Tanto les preocupa la existencia de un mercado en español que están dispuestos a hacer cine de Hollywood en español siempre y cuando sea en ese español neutro, sin origen, sin cara, sin alma. Un español eunuco, castrado.
Un cine en español que traduzca —y mal— su propia visión del mundo. Un cine que nos imprima en el alma la convicción profunda de que Estados Unidos, mejor aún California, es El Dorado, y que nuestro mejor destino es convertirnos en su remedo.
…Y comprarles el sueño americano.
Su cine ha sido hasta ahora la punta de lanza para lograrlo. La típica casita con cerca blanca, jardín enfrente y techo de dos aguas, se ha marcado con hierro candente en la mente de los espectadores. Es a la vez nuestra felicidad y nuestro deber ser. Es el American Way of Life impreso en los sueños de todos… De Lagos a Bangkok. De la Tierra del Fuego al Río Bravo, todos debemos añorar haber nacido en una película de Hollywood. Es nuestro sino ineludible.
La avanzada para convencernos de ello es fuerte. Parecería incontenible, invencible. Pero contamos con armas para preservar nuestra cara, nuestro rostro, nuestra identidad. Una de ellas es la contraparte exacta del cine de Hollywood, su reverso de la medalla: el cine en español. Cine hablado y pensado en español. Cine que nos sea propio. Cine que retrate, recree e invente nuestras caras. Cine que se niegue a ser un remedo. Porque los remedos no son sino los prolegómenos del monstruo.
Por ello debemos aprender y aceptar que los localismos no nos separan, sino que nos enriquecen, y que si en el cine el uso del argot cobra una cuota más alta, al obligar al espectador a reinterpretar el localismo en un lapso específico: el breve tiempo en la pantalla, facilitémosle la tarea. Usemos subtítulos.

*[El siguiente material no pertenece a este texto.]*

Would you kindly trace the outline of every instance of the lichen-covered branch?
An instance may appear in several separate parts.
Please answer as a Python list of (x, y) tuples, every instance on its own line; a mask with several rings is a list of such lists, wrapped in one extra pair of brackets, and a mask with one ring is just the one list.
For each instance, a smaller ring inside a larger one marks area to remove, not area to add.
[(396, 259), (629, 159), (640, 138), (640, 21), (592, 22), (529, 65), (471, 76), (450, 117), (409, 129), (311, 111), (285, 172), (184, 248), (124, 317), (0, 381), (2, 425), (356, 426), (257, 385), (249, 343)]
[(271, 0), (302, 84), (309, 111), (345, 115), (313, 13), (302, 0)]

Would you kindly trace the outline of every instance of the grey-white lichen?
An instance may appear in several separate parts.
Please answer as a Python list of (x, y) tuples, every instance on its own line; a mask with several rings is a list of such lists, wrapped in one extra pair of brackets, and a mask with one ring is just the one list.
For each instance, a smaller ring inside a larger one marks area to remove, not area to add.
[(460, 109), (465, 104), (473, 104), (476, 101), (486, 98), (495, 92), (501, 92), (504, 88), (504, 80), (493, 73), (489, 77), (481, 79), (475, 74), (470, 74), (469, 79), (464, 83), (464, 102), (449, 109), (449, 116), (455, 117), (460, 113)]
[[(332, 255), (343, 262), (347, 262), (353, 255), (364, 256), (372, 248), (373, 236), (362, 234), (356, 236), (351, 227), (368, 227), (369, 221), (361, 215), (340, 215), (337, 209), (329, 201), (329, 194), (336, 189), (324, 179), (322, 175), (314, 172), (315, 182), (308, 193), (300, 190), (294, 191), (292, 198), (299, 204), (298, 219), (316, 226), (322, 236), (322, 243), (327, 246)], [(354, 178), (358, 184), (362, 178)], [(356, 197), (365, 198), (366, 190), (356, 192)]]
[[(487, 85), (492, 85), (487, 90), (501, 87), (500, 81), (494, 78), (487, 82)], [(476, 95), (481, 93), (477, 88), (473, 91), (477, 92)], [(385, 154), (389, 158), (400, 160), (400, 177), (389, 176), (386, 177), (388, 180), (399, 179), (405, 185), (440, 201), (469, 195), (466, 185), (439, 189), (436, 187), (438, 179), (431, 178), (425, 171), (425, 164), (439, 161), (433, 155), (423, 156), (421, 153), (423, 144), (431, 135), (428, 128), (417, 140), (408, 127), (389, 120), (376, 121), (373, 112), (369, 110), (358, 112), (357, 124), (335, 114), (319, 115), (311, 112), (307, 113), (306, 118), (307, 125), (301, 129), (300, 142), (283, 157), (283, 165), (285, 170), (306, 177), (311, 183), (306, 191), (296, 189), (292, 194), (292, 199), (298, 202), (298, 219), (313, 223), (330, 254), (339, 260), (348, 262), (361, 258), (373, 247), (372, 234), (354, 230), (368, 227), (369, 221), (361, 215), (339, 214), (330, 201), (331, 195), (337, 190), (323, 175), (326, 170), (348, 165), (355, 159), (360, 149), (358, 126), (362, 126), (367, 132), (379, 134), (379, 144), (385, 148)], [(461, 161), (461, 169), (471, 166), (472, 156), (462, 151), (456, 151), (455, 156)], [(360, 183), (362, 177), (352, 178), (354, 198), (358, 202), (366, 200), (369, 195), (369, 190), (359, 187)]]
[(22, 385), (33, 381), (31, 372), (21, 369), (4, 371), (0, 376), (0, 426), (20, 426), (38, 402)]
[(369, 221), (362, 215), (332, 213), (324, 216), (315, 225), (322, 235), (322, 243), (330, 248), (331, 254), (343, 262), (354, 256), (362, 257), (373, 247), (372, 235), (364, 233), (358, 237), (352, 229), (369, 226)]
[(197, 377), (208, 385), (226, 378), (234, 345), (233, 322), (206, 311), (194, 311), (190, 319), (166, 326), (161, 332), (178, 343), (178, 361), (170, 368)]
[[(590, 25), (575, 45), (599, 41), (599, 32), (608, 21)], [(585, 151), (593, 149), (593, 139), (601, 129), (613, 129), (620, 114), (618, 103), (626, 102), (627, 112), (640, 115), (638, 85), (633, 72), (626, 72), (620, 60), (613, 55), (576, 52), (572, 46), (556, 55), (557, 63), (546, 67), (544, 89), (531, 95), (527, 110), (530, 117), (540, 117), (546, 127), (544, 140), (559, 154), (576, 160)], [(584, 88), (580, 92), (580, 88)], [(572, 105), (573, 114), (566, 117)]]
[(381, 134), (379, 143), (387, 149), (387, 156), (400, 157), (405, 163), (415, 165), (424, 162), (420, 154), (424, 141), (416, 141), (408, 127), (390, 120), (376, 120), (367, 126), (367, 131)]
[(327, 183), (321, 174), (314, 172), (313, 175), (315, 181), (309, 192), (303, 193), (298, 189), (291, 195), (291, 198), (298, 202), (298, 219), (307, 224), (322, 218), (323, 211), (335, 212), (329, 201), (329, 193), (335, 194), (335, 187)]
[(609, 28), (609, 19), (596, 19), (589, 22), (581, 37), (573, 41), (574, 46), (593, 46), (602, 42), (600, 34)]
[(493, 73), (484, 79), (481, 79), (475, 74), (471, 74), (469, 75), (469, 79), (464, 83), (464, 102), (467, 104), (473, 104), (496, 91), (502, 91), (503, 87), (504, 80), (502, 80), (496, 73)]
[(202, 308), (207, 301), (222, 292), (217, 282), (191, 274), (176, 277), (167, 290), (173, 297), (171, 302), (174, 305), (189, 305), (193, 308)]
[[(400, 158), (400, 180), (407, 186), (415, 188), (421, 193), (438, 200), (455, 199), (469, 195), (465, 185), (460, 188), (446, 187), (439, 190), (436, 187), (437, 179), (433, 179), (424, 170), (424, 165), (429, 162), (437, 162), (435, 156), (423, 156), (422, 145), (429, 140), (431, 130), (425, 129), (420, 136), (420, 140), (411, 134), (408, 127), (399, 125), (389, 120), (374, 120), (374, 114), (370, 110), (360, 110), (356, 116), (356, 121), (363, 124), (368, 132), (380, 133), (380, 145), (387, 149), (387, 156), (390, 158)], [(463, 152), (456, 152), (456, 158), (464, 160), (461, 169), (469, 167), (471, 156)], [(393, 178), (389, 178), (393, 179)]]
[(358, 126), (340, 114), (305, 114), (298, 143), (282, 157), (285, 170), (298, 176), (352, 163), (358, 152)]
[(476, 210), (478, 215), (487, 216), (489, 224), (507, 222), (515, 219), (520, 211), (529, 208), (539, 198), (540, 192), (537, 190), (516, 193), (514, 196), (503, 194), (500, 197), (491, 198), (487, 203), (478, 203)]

Usemos subtítulos o cualquier recurso que facilite la identificación, que elimine el extrañamiento. Cualquier recurso que preserve y expanda la rica pujanza del español de hoy día.
Yo, que vengo de un país que carga sobre sus hombros la frontera más dolorosa y desigual imaginable, sé que el español es mi mejor arma, mi única arma. El español es mi cultura, mi rostro, mi voz… La ñ es mi lanza. Viva la ñ, carajo.
Por eso: hablo, luego existo.
Yo soy mi idioma. Mi idioma que es mi cultura. Mi cultura que se da en mi idioma… Y sólo en mi idioma.
Ya la Biblia decía «Al principio fue el verbo y habitó entre nosotros…», y la Biblia —dicen— siempre tiene razón.